Make a copy of the shape, and superimpose it on the shape, however, rotated 180°. Then the combined area is a large lense, minus a small lense. The large lense covers 1/2*pi*3^2 - 3^2 squares. The large lense covers 1/2*pi*1^2 - 1^2 squares. Hence the combined shape covers 4*pi - 8 squares. However, since each square has area 16, and we have to halve the solution, we get 32*pi - 64

The only ptoblem I had is I didnt knoe how to get the area of the 2 slices, nice, thank you for the explanation

man this is so cool I never thought of this procedure of extracting area

Looks pretty simple actually knowing that they are all made from quarter circles

Can't beleive the Nike's logo threw me off so hard from getting a very easy solution, bravo to whoever made this problem

Theres another way of solving this. You can place another 4*4 in the middle making total area 160. You can then take out the four round areas without using any diagonal sections. The areas you would eliminate would be taken out twice in the middle hence the extra 4*4 only leaving you the required area of shape.
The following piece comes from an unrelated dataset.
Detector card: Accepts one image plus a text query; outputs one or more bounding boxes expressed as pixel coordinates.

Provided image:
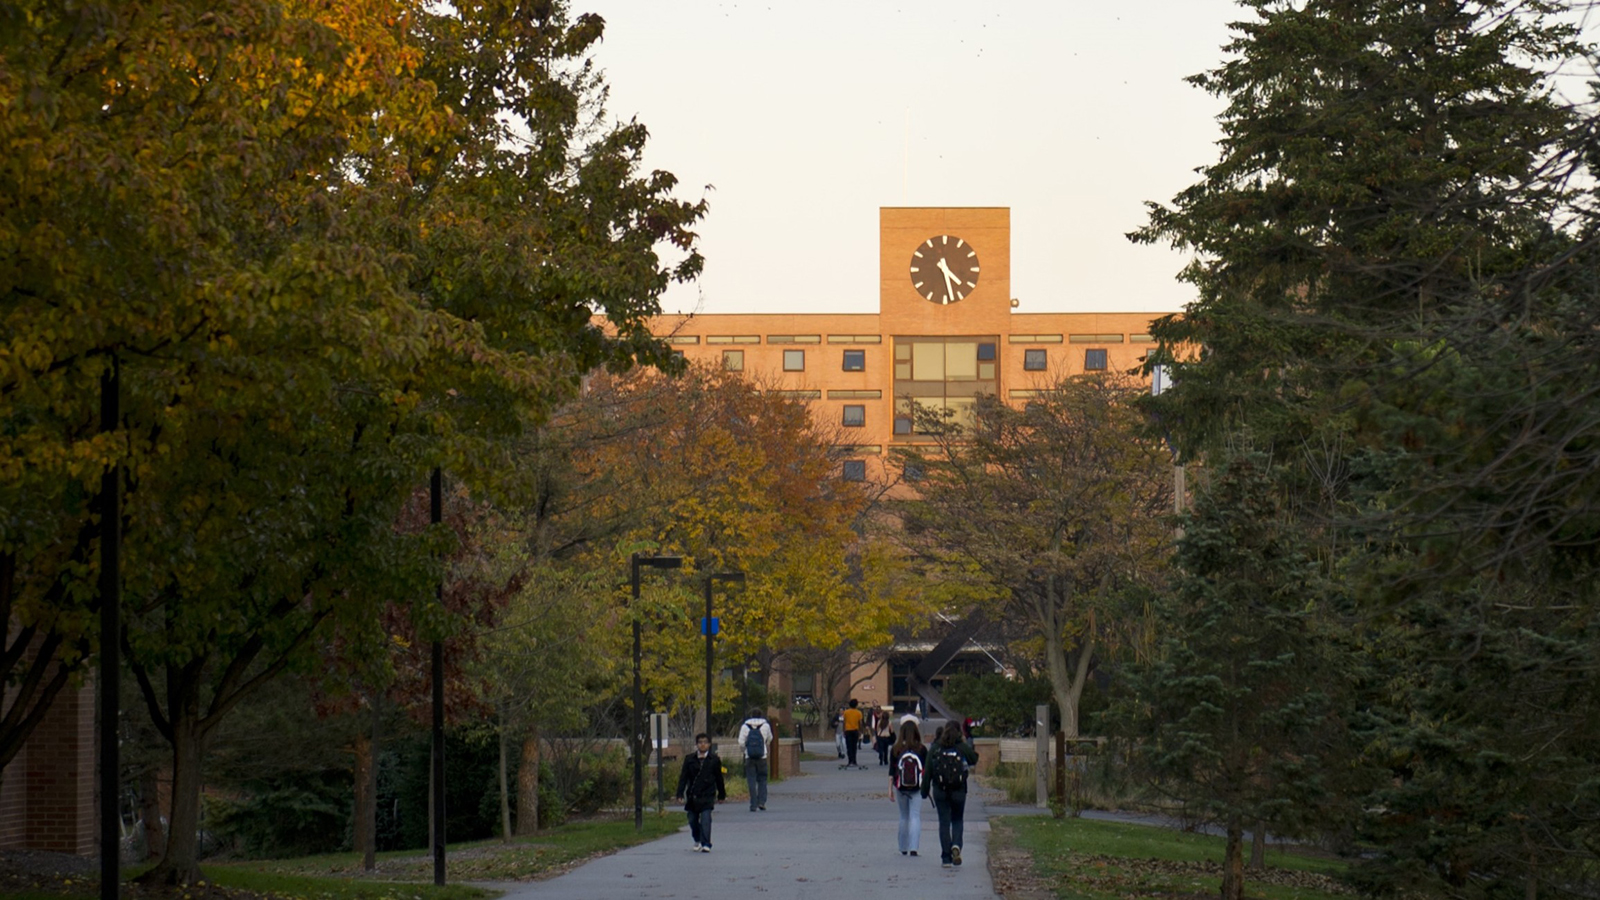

Maths works out the same way but it skips the step of requiring the additional area divisions.

Based on just that picture, there's no information whatsoever if these are circles and where are their ending points, thats why this method is just based on your interpretation, but has bo approval to this. Tbh it can't be solved due to the lack of information.

And here i am, randomly getting this video on my feed, looking more dam stupid. Even though i used to go to maths faculty in high school, i feel i know nothing but the basics.. also never have thought maths could be this interesting. great channel fam, best wishes to you!